"Paman, dimana kau mendapatkan sepatu ini?" tanya Jimin basa-basi, entahlah dia hanya ingin bicara dengan orang lain.

"Oh, di area pembuangan sampah di ujung kota. Sepatunya masih bagus, mau kuberikan pada cucuku yang besok ulang tahun."

Si Kakek tersenyum senang saat memamerkan sepatu itu. "Aku menjual barang bekas, kau mau beli? Keliatannya kau orang kaya, mungkin barang bekas ini bisa kau berikan pada pelayanmu."

Jimin tertegun sebelum mengeluarkan dompetnya, mengambil seluruh uang dalam dompet—mungkin sekitar satu juta won, lalu dia berikan pada si Kakek.

"Beli hadiah lebih layak untuk cucumu, aku ambil sepatu ini." Dia mengambil sepatu sambil menyerahkan uangnya, menarik tangan si Kakek dan menyerahkan uang pada si Kakek yang mendadak kaku.

"Aku tahu ini terlalu sedikit, aku jarang membawa uang cash," kata Jimin. "Dimana rumahmu, aku bisa datang lagi dan membayar lebih sepadan."

"Aigoo! Ini justru terlalu banyak untuk membeli barang bekas, mereka biasa hanya membayar 20 ribu won untuk satu barang. Kau mau barang yang lain, pilih saja yang kau suka." Si Kakek hendak mengeluarkan barang-barannya lagi, tapi Jimin buru-buru menyela.

"Tidak perlu, aku hanya butuh yang ini." Jimin berkata. "Sepatu ini mirip dengan yang dipakai istriku, jadi aku ingin menyimpannya."

"Oh, istrimu? Sudah punya yang mirip, kenapa beli yang bekas?"

"Karena istriku hilang dan dia memakai sepatu ini." Jimin merasa udara di sekitarnya mendadak dingin, tiap kali ingat Sera mengilang dari hidupnya. "Paman, benar-benar tidak mendengar apa pun sekitar dua hari lalu?"

"Tidak, tapi aku melihat ada orang meneliti mobil itu sebelum menelepon mobil derek."

"Itu pengendara yang menemukan pertama kali, dia juga seorang polisi yang kebetulan lewat."

"Laki-laki?"

"Polisi wanita."

"Aigoo... orang yang kulihat bukan perempuan tapi laki-laki, dia mengecek mobil yang hancur itu sambil menelepon lalu pergi dengan mobilnya sendiri."

"Laki-laki?—bagaimana postur orangnya?"

"Tidak begitu jelas, tapi badannya tinggi dan aku yakin dia bukan perempuan."

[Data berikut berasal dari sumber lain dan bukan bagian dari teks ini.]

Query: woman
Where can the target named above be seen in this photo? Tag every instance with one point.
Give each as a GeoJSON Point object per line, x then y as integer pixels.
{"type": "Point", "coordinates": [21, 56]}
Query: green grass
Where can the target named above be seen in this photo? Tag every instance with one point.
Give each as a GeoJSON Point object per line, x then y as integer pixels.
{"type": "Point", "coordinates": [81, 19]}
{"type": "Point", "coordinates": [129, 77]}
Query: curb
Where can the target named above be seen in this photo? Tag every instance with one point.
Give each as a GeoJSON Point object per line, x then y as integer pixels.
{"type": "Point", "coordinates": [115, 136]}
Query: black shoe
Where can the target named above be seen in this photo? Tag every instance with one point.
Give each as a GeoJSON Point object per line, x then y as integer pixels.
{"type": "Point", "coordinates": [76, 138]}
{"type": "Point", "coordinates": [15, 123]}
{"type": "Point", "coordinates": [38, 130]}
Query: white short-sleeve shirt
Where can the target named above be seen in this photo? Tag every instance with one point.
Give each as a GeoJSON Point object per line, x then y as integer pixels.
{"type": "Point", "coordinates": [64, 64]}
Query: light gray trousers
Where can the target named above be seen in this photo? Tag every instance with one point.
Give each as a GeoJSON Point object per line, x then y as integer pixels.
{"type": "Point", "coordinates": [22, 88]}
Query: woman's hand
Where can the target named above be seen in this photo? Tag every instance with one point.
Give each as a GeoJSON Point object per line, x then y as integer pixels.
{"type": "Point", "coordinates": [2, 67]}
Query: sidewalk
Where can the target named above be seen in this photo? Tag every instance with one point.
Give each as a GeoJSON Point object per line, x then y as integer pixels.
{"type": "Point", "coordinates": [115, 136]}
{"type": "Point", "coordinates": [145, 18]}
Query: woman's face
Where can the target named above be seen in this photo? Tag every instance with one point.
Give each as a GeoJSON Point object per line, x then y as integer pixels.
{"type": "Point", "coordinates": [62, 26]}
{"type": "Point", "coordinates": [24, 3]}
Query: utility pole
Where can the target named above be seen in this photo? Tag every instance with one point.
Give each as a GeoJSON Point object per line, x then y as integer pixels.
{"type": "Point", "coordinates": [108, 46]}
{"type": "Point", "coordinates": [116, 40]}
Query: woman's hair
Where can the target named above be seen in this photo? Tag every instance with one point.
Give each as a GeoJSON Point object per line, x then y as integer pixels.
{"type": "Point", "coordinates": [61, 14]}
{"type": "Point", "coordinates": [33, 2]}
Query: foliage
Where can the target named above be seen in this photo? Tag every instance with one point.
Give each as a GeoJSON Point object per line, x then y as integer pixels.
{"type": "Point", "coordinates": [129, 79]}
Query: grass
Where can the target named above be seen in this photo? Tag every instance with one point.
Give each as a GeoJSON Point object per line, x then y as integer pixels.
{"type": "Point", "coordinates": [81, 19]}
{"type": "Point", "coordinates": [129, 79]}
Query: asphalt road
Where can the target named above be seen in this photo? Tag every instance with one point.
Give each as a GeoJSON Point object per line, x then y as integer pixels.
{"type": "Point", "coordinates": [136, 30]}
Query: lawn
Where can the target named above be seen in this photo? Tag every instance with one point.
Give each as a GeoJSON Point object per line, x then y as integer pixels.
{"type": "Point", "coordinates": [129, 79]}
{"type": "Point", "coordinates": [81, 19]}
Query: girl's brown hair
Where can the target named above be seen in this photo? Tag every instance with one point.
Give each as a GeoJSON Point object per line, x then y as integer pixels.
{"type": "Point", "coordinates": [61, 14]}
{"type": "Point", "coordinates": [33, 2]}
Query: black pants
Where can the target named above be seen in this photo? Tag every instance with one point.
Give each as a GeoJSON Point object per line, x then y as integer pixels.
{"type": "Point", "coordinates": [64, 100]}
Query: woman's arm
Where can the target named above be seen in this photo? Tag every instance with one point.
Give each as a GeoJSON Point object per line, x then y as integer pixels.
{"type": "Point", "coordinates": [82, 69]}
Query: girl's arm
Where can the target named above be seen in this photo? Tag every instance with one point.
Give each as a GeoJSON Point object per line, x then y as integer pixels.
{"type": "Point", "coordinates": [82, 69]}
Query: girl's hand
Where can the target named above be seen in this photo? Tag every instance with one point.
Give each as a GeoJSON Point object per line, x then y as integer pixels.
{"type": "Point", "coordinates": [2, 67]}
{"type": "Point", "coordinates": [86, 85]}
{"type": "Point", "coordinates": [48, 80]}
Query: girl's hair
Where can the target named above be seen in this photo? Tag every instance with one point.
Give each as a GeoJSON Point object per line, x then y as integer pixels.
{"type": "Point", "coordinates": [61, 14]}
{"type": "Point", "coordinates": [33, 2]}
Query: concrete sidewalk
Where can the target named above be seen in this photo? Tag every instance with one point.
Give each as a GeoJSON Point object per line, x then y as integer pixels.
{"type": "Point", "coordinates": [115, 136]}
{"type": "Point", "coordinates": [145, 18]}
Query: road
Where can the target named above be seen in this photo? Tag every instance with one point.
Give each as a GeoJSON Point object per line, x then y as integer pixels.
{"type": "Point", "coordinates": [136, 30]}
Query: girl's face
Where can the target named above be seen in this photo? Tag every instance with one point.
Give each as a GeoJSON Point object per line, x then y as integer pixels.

Sementara itu, Jungkook sedang memandangi barang bukti yang ditunjukkan Jaeyun. Berpikir keras tentang potongan kecil dari semacam kertas, ditemukan Jaeyun di dekat pintu, lengket di antara alas kursi.

"Ini seperti potongan sticker." Jungkook mulai berkata. "Tempelan dibuku anak-anak, bagian telinga—hei, hewan apa yang telinganya berwarna cokelat?"

"Beruang?" gumam Jaeyun tidak yakin, tapi pandangannya tertuju pada Jimin yang mendekati mereka sambil menenteng sepatu.

"Paman itu melihat ada laki-laki yang meneliti mobil, sebelum petugas mobil derek datang."

"Mungkin salah satu pengemudi yang juga melaporkan pada petugas, aku akan mengeceknya."

Jungkook dan Jimin kembali ke mobil, sementara Jaeyun tetap berada di sana untuk mengecek sekali lagi area yang sisir ulang.

"Jim, apa Sera penyuka sticker beruang?" tanya Jungkook, mereka berdiri di depan mobil.

"Setahuku tidak."

"Ada sisa potongan mirip sticker beruang di dekat pintu mobil—"

"Tunggu!" Jimin menatap Jungkook kelewat lurus. "Taehyung penyuka beruang."

"Oh, sial! Si Anjing!" umpat Jungkook.

"Kita temui dia sekarang, sejak awal aku hanya mencurigainya."